DART: Draft-Agreement Routing for Training-Free Adaptive Thinking Budgets in Hybrid Reasoning Models
Pith reviewed 2026-06-26 08:33 UTC · model grok-4.3
The pith
DART samples two no-think drafts and routes to direct answering when they agree, setting adaptive thinking budgets from draft entropy when they disagree.
A machine-rendered reading of the paper's core claim, the machinery that carries it, and where it could break.
Core claim
DART samples two cheap no-think drafts, accepts direct answering when the drafts agree, and predicts a thinking budget from draft entropy when they disagree, thereby adapting the thinking budget per query without any labeled data or gradient updates.
What carries the argument
Agreement between two no-think drafts as the signal for direct answering, with draft entropy used to set the thinking budget on disagreement.
If this is right
- Accuracy on Olympiad-level math improves up to 9.0 points while thinking tokens fall 15-69 percent.
- Code reasoning accuracy rises up to 22.5 points under execution-based checks while thinking tokens drop 51-63 percent.

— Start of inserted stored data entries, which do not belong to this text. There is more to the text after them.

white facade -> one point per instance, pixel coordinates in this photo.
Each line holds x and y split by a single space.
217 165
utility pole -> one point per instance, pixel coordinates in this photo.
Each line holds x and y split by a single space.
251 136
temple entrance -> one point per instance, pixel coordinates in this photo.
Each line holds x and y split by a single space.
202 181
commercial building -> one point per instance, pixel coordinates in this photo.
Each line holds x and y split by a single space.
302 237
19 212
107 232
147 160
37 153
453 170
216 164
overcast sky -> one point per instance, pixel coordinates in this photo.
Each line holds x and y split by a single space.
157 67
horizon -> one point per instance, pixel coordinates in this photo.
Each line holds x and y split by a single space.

- The same Stage-1 agreement signal operates across 0.6B-32B models, multiple families, and API-only hosted models without training.

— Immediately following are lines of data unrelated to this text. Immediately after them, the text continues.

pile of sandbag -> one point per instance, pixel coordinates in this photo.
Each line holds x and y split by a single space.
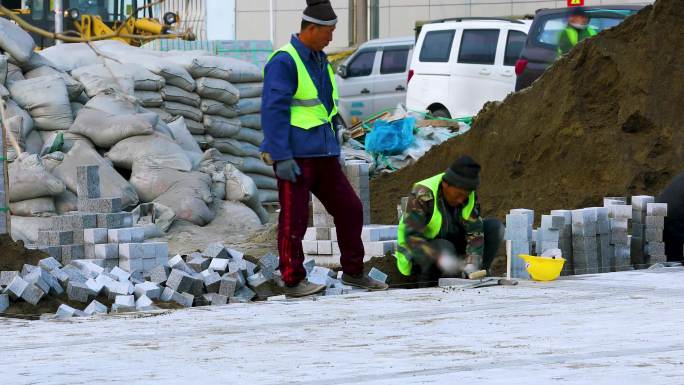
142 116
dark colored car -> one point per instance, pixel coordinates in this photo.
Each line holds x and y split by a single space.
540 50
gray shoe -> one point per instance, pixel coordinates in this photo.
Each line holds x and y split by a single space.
364 282
302 289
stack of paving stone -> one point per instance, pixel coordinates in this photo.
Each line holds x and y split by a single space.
519 238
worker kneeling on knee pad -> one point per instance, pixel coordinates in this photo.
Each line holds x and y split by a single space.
441 233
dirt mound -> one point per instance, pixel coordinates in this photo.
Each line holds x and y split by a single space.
13 255
606 120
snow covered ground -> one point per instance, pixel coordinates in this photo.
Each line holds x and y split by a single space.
620 328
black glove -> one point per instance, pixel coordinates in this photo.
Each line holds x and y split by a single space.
288 170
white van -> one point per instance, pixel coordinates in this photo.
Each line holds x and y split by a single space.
460 64
374 78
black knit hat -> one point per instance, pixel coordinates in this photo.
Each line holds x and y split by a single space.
319 12
463 173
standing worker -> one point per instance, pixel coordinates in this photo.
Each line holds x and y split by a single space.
441 232
577 30
299 106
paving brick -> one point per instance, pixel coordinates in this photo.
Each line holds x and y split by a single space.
95 236
88 181
114 220
95 307
99 205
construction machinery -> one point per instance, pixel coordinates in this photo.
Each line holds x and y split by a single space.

- Accuracy is preserved or improved relative to always-thinking in most evaluated settings.
Where Pith is reading between the lines
- The draft-agreement signal could be tested on additional domains such as multi-step planning or tool-use tasks.
- Production systems might combine the two-draft check with a small set of follow-up drafts when entropy is borderline to further refine the budget.
- The approach suggests that internal consistency checks inside a single forward pass can substitute for separately trained routers in many hybrid setups.
Load-bearing premise
Agreement between two no-think drafts reliably signals an easy query that can be answered directly without accuracy loss.
What would settle it
A dataset in which queries where the two drafts agree show substantially lower direct-answer accuracy than the always-thinking baseline would falsify the core routing signal.
Figures
read the original abstract
Hybrid reasoning models can answer directly or spend extra tokens on extended thinking. A practical router should choose between these modes for each query, so easy problems avoid unnecessary reasoning and hard problems receive enough budget to finish the answer. Existing routers move in this direction, but they typically require labeled training data or fix thinking budgets up front, ignoring answer-level evidence from the model itself. We introduce DART, a training-free routing framework that samples two cheap no-think drafts, accepts direct answering when the drafts agree, and predicts a thinking budget from draft entropy when they disagree. Across the main comparisons, DART preserves or improves always-thinking accuracy in most settings while reducing thinking-token use. On math reasoning, accuracy improves by up to $+$9.0 points on Olympiad-level problems while thinking tokens drop 15-69%. On code reasoning under execution-based equivalence, accuracy improves by up to +22.5 points while thinking tokens drop 51-63%. The Stage~1 signal extends across model scales (0.6B-32B), model families, and API-only hosted settings, with no labeled data and no gradient updates required.
Editorial analysis
A structured set of objections, weighed in public.
Referee Report
Summary. The paper introduces DART, a training-free routing framework for hybrid reasoning models. It samples two no-think drafts from the model; if the drafts agree, it accepts the direct (no-think) answer; if they disagree, it allocates an adaptive thinking budget derived from the entropy of the drafts. The central empirical claim is that this routing preserves or improves accuracy relative to always-thinking baselines while reducing thinking-token usage, with reported gains of up to +9.0 points on Olympiad-level math and +22.5 points on execution-based code tasks, holding across model scales (0.6B–32B), families, and API-only settings without any labeled data or gradient updates.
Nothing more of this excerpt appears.